When I was a Balkans analyst at EUCOM, this turd was one of the bad guys we searched for.

After 16 years on the run, a frail and haggard Ratko Mladic was hauled before a judge Thursday — the first step in facing charges for international war crimes, including the slaughter of 8,000 Muslim men and boys in the Bosnian town of Srebrenica in 1995.

No longer the fearsome, bull-necked military commander, Mladic was arrested by intelligence agents in a raid before dawn at a relative’s house in a village in northern Serbia. The act was trumpeted by the government as a victory for a country worthy of European Union membership and Western embrace.

Mladic, 69, was one of the world’s most-wanted fugitives. He was the top commander of the Bosnian Serb army during Bosnia’s 1992-95 war, which killed more than 100,000 people and drove another 1.8 million from their homes. Thousands of Muslims and Croats were killed, tortured or driven out in a campaign to purge the region of non-Serbs.

He was accused by the U.N. International Criminal Tribunal in The Hague, Netherlands, of genocide, crimes against humanity and war crimes for the massacre of Muslims by Bosnian Serb forces in eastern Bosnia and the relentless four-year siege of Sarajevo.

We went into Bosnia in 1995 under Operation Joint Endeavour, as part of a NATO contingency (IFOR) to stop the “ethnic cleansing” by the Serbs on the Bosniaks. I was there in 1999 as part of SFOR.

Since our entry into Bosnia (Kosovo, in particular) as part of Clinton’s wag-the-dog tactic, the reactions of three major groups have been sharply divided. The Bosniaks loved us, the Croatians were ambivalent but cautious, and the Serbians just outright hated our guts.

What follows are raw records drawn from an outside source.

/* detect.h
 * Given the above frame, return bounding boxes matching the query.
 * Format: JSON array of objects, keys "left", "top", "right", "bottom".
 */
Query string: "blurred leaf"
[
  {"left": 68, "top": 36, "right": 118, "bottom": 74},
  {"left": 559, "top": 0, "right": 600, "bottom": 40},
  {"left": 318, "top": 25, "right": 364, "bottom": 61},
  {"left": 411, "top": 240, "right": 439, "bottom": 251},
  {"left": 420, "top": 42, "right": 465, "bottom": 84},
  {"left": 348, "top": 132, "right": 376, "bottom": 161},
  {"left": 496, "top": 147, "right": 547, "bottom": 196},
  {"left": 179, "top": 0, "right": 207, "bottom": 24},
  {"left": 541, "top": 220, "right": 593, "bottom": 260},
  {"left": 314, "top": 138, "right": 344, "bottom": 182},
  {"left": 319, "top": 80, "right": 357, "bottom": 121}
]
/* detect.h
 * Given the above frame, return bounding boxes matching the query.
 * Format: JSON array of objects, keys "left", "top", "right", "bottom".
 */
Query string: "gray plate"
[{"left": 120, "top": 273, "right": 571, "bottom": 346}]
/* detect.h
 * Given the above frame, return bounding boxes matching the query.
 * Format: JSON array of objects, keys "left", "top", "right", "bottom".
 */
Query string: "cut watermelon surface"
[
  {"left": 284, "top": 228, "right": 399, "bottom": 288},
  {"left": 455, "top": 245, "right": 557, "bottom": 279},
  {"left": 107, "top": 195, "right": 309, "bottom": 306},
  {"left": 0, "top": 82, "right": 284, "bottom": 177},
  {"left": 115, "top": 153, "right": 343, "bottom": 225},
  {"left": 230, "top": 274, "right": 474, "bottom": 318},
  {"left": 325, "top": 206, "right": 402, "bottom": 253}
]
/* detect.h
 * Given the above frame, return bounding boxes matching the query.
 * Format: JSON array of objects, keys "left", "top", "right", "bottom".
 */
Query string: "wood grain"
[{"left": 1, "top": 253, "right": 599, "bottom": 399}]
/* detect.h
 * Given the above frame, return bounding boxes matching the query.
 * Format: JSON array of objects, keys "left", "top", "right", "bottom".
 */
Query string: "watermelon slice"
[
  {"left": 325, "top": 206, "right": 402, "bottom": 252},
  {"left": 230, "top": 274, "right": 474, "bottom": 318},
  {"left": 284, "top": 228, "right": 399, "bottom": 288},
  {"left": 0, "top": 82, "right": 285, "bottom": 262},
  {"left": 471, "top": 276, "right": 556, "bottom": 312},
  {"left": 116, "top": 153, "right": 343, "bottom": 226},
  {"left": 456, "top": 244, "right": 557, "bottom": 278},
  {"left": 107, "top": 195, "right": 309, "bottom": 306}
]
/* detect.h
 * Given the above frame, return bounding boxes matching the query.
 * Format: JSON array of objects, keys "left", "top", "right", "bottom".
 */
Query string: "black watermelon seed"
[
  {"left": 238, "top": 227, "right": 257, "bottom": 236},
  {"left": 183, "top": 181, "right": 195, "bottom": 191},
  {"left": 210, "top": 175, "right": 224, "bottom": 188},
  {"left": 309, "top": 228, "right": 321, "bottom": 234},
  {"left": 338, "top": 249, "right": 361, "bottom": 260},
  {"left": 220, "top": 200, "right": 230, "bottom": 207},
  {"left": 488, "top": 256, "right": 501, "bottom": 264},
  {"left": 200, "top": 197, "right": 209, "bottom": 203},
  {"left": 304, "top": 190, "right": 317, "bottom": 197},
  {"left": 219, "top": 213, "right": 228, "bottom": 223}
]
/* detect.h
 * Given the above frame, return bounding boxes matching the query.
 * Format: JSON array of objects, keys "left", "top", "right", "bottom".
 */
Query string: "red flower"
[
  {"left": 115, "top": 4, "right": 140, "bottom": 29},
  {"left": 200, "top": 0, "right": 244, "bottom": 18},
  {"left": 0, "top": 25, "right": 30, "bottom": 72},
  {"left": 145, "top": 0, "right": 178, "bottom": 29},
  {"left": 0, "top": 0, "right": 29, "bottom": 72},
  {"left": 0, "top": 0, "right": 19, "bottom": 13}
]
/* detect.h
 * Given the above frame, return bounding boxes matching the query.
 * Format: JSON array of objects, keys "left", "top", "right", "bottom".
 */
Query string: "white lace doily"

There are no good guys there. The Croations, Serbs, and Bosniaks have slaughtered each other for centuries. Each “ethnic group” has taken their turn at being the massacrer. The only reason they took a 50-year break from that was because Marshall Josip Broz Tito, though not a good friend of the Soviets, was still a strong enough dictator to keep a lid on the insurrection pressure cooker. After his death the ethnic tension grew, the Berlin Wall fell, and Yugoslavia went batshit crazy. The irony is, in spite of their different religious denominations, they’re all Slavic. Every god-damned one of them.

Mladic’s partner in crime, former Serbian President Radovan Karadžić, was arrested in Belgrade and extradited to the International Criminal Tribunal for the former Yugoslavia, in The Hague in July 2008.

Upon hearing of Mladic’s capture, Karadzic expressed his regret for Mladic’s loss of freedom.  No mention of any sadness over the atrocities at Srebrenica.

Karadzic’s trial has lasted nearly three years.  You’d think with all the indisputable evidence, he’d have been convicted and sentenced by now.